Former Coal Township resident Rob Naylor is quickly establishing a reputation within the independent pro wrestling community.
The 32-year-old Lourdes Regional and Shippensburg University grad has been a wrestling fan since the age of seven when he discovered the magic of squared circle action. Early on, he followed the WWF (now WWE) and NWA promotions that appeared regularly on television and attended a couple of house shows in Shamokin and Hershey.
Naylor was perhaps permanently corrupted when someone showed him a copy of Dave Meltzer's Wrestling Observer Newsletter and the genie was out of the bottle. Quickly becoming a diehard fan of the renegade ECW promotion and getting involved with tape trading expanded his rapidly growing hobby.
At Shippensburg, Rob wrote a wrestling column for the school paper and co-hosted a wrestling talk show on the university's radio station, along with covering the more traditional sports at the school and honing his skills at tape editing. Before long, he was creating wrestling videos with highlights set to appropriate background music of his choice.
After making numerous contacts over the Internet, chatting with fellow wrestling aficionados and re-directing much of his energy to the indy scene after the demise of the original ECW, Rob began sharing his insightful observations about young talent. It wasn't long before numerous people in the business were chatting with him, some novices and others a bit more experienced, caught up with his enthusiasm for their professional development.
A photographic memory, self-deprecating sense of humor and high-energy personality that seem to serve him well in most areas of life, have recently caused business to pick up substantially for him with respect to wrestling. His networking has lead to all kinds of incredible experiences meeting some of the most unique characters in wrestling history.
After being asked to call the action from ringside for two EWE shows in Virginia and the Super Indy tournament for the IWC out of Pittsburgh a few short years ago, Naylor has recently been doing iPPV work for CZW in South Philly, NWA Force One in New Jersey and former ROH booker Gabe Sapolsky's new Evolve promotion in New York City.
During his spare time, Rob has also been one of the American voices of the German based WXW promotion that has visited the United States for spot shows, but has a more prominent European presence.

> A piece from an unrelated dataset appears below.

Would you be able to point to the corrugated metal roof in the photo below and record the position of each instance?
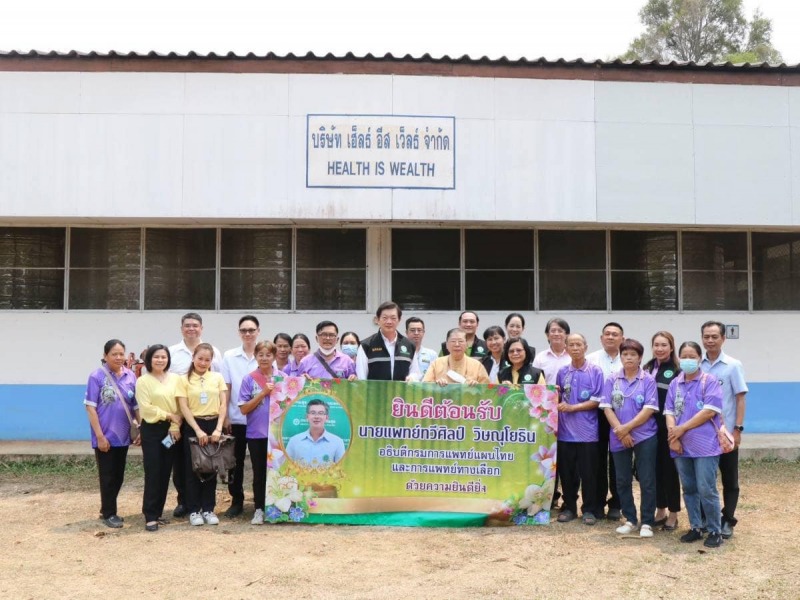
(407, 58)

Some indy enthusiasts have been paying Naylor the ultimate compliment by referring to him on tweets as "a pocket-sized Jim Ross". Pretty impressive praise for a hard-working and popular non-wrestler on the indy wrestling scene.
Two major titles changed hands at last Sunday's Extreme Rules pay-per-view on a show that might have contained better overall wrestling action than WrestleMania did last month. John Cena emerged victorious in a three-way over John Morrison and the defending champ the Miz in a cage bout to regain a belt he has held on numerous occasions. Christian bested Alberto Del Rio in a ladder match to win the Smackdown version of the world title vacated by Edge due to his recent and sudden retirement.
Randy Orton defeated C.M. Punk in a very good last-man standing affair that opened the show. Kofi Kingston beat Sheamus to capture the United States championship. Rey Mysterio upended Cody Rhodes and the former Awesome Kong debuted as Kharma. Michael Cole pinned Jim Ross in the tag match also involving Lawler and Swagger.
Monday's Raw was dominated by the Rock's birthday party. There was little actual wrestling of note. Not exactly being a big Rock fan myself, nor a fan of the dumb skits that seemed inevitable, I confess that I spent most of Monday evening wasting my time watching the Flyers go down the drain in overtime.
Tuesday evening's Smackdown tapings saw Randy Orton defeat Christian to capture the brand championship. Christian held the belt all of about 48 hours after winning it at Sunday's ppv.
TNA has decided to re-brand itself as Impact. And to celebrate this they brought Chyna in to renew her old WWF feud with Jeff Jarrett. There go the buyrates through the roof - NOT.